2. Resolve underlying tumor heterogeneity and mechanisms of resistance that allow a tumor to progress or relapse after therapy. To accomplish this, we are using and developing novel droplet based methods to barcode and sequence and analyze the expression profile from thousands of cells in a single experiment.
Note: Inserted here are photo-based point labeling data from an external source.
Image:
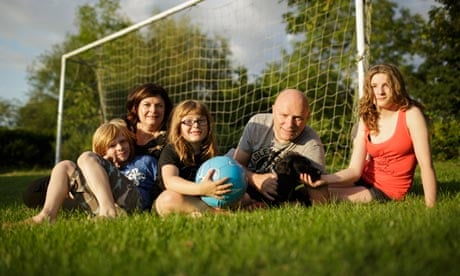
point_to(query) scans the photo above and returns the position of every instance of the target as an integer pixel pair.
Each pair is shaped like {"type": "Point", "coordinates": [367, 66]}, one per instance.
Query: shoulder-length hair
{"type": "Point", "coordinates": [182, 147]}
{"type": "Point", "coordinates": [107, 132]}
{"type": "Point", "coordinates": [367, 108]}
{"type": "Point", "coordinates": [138, 94]}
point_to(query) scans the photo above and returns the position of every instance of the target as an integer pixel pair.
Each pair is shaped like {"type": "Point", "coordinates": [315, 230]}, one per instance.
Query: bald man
{"type": "Point", "coordinates": [269, 137]}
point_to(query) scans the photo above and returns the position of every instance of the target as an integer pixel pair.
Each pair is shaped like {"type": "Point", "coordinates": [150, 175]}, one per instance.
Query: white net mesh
{"type": "Point", "coordinates": [235, 55]}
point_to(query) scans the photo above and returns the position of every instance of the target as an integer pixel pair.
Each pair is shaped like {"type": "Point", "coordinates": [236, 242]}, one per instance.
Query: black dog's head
{"type": "Point", "coordinates": [288, 170]}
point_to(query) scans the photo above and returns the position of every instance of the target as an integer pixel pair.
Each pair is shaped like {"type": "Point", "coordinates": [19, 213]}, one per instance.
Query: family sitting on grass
{"type": "Point", "coordinates": [148, 161]}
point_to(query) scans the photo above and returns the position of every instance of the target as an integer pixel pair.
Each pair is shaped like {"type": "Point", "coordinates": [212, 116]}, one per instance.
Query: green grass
{"type": "Point", "coordinates": [396, 238]}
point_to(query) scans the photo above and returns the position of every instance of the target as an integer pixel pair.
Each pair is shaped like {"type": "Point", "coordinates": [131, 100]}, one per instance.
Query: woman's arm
{"type": "Point", "coordinates": [420, 139]}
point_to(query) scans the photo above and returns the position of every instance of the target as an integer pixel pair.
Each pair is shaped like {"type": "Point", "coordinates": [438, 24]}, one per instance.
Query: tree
{"type": "Point", "coordinates": [8, 113]}
{"type": "Point", "coordinates": [39, 113]}
{"type": "Point", "coordinates": [440, 71]}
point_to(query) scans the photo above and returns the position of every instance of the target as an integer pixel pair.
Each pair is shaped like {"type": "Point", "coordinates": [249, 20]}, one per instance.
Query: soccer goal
{"type": "Point", "coordinates": [234, 55]}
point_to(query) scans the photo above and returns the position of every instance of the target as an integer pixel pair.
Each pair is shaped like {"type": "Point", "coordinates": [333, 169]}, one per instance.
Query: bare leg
{"type": "Point", "coordinates": [169, 202]}
{"type": "Point", "coordinates": [58, 190]}
{"type": "Point", "coordinates": [354, 194]}
{"type": "Point", "coordinates": [98, 181]}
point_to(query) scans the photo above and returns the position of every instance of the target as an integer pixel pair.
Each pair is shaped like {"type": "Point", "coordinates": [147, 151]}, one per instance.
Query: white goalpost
{"type": "Point", "coordinates": [234, 55]}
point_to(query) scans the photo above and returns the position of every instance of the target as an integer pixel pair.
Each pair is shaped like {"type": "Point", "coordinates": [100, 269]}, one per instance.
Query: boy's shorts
{"type": "Point", "coordinates": [124, 191]}
{"type": "Point", "coordinates": [376, 193]}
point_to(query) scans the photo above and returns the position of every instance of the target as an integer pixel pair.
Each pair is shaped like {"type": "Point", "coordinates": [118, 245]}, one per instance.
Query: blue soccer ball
{"type": "Point", "coordinates": [224, 166]}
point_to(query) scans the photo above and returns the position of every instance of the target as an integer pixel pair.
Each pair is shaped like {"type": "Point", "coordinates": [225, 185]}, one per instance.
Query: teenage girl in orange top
{"type": "Point", "coordinates": [392, 137]}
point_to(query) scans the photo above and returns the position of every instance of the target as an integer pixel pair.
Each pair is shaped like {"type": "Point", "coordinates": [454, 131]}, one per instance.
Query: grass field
{"type": "Point", "coordinates": [397, 238]}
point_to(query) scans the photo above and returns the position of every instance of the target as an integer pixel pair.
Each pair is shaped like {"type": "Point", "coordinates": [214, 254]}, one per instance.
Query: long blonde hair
{"type": "Point", "coordinates": [367, 108]}
{"type": "Point", "coordinates": [182, 147]}
{"type": "Point", "coordinates": [107, 132]}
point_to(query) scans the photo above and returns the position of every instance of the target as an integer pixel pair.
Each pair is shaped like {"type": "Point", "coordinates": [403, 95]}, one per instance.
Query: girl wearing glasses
{"type": "Point", "coordinates": [191, 141]}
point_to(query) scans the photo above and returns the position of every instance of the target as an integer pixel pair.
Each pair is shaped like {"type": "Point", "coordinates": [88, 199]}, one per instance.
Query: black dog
{"type": "Point", "coordinates": [288, 170]}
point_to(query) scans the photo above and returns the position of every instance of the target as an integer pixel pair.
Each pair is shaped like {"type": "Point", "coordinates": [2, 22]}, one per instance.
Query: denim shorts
{"type": "Point", "coordinates": [376, 193]}
{"type": "Point", "coordinates": [124, 191]}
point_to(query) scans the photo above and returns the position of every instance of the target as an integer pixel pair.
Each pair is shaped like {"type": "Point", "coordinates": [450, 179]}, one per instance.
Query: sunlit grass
{"type": "Point", "coordinates": [397, 238]}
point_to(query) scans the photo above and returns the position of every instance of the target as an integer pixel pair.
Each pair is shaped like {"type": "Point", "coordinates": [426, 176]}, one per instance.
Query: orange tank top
{"type": "Point", "coordinates": [392, 163]}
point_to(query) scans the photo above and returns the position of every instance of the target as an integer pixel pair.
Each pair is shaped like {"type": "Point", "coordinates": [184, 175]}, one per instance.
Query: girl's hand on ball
{"type": "Point", "coordinates": [214, 188]}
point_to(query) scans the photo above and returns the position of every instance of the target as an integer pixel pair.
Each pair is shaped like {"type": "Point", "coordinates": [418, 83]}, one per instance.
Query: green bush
{"type": "Point", "coordinates": [445, 138]}
{"type": "Point", "coordinates": [25, 150]}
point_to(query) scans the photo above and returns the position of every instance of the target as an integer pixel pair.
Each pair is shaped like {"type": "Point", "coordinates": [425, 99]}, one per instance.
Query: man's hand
{"type": "Point", "coordinates": [267, 184]}
{"type": "Point", "coordinates": [306, 180]}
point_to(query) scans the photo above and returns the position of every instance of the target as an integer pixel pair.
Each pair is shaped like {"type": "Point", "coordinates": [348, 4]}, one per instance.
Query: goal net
{"type": "Point", "coordinates": [234, 55]}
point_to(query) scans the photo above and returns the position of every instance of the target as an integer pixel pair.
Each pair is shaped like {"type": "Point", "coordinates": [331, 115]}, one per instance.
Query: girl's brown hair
{"type": "Point", "coordinates": [367, 108]}
{"type": "Point", "coordinates": [107, 132]}
{"type": "Point", "coordinates": [138, 94]}
{"type": "Point", "coordinates": [182, 147]}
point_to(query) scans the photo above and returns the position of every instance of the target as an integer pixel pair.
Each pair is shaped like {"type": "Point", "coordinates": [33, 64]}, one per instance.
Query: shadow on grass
{"type": "Point", "coordinates": [13, 186]}
{"type": "Point", "coordinates": [445, 188]}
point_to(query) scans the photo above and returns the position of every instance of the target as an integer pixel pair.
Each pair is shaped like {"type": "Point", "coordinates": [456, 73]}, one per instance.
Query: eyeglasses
{"type": "Point", "coordinates": [190, 122]}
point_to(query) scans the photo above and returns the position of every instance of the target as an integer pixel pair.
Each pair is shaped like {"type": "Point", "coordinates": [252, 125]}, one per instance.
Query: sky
{"type": "Point", "coordinates": [29, 28]}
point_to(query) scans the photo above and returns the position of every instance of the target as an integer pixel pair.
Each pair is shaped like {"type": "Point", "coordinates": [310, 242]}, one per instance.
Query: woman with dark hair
{"type": "Point", "coordinates": [148, 107]}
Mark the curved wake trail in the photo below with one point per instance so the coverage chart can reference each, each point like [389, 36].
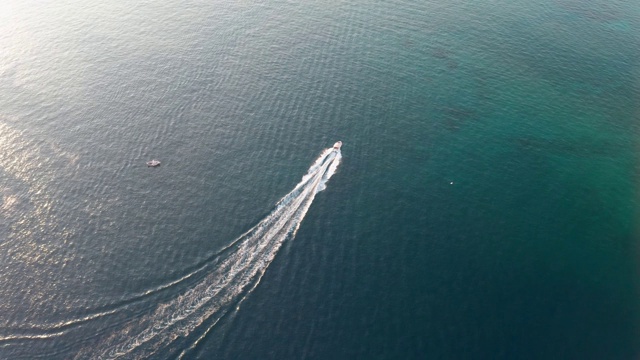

3. Use high-throughput siRNA, small molecule and natural product drug screening to discover precision therapeutics designed to target a tumors underlying genetic or epigenetic drivers. The results of these studies are being rapidly translated into potential clinical trials within the Pediatric Oncology Branch.

Biography

After completing undergraduate studies at The University of Notre Dame, South Bend, Indiana, Dr. John 'Jack' Shern received his M.D. from the Medical College of Georgia in 2007. This was followed by his pediatric internship and residency training at The University of Chicago Comer Children's hospital, which he completed in 2010. He then joined the combined Pediatric Hematology and Oncology Fellowship training program at the National Cancer Institute, Pediatric Oncology Branch (POB) and Johns Hopkins University. In his fellowship, Dr. Shern worked under the mentorship of Dr. Javed Khan in the Center for Cancer Research Genetics Branch to use next generation sequencing to profile the somatic changes which drive multiple pediatric solid tumors. Dr. Shern currently serves as an Assistant Clinical Investigator in the POB.

Selected Publications

  1. Chen L, Shern JF, Wei JS, Yohe ME, Song YK, Hurd L, Liao H, Catchpoole D, Skapek SX, Barr FG, Hawkins DS, Khan J. Clonality and evolutionary history of rhabdomyosarcoma. PLoS Genet. 2015;11(3):e1005075.

  2. Shern JF, Chen L, Chmielecki J, Wei JS, Patidar R, Rosenberg M, Ambrogio L, Auclair D, Wang J, Song YK, Tolman C, Hurd L, Liao H, Zhang S, Bogen D, Brohl AS, Sindiri S, Catchpoole D, Badgett T, Getz G, Mora J, Anderson JR, Skapek SX, Barr FG, Meyerson M, Hawkins DS, Khan J. Comprehensive genomic analysis of rhabdomyosarcoma reveals a landscape of alterations affecting a common genetic axis in fusion-positive and fusion-negative tumors. Cancer Discov. 2014;4(2):216-31.

  3. Long AH, Haso WM, Shern JF, Wanhainen KM, Murgai M, Ingaramo M, Smith JP, Walker AJ, Kohler ME, Venkateshwara VR, Kaplan RN, Patterson GH, Fry TJ, Orentas RJ, Mackall CL. 4-1BB costimulation ameliorates T cell exhaustion induced by tonic signaling of chimeric antigen receptors. Nat Med. 2015;21(6):581-90.

  4. Shern JF, Yohe ME, Khan J. Pediatric Rhabdomyosarcoma. Crit Rev Oncog. 2015;20(3-4):227-43.

  5. Brohl AS, Solomon DA, Chang W, Wang J, Song Y, Sindiri S, Patidar R, Hurd L, Chen L, Shern JF, Liao H, Wen X, Gerard J, Kim JS, Lopez Guerrero JA, Machado I, Wai DH, Picci P, Triche T, Horvai AE, Miettinen M, Wei JS, Catchpool D, Llombart-Bosch A, Waldman T, Khan J. The genomic landscape of the Ewing Sarcoma family of tumors reveals recurrent STAG2 mutation. PLoS Genet. 2014;10(7):e1004475.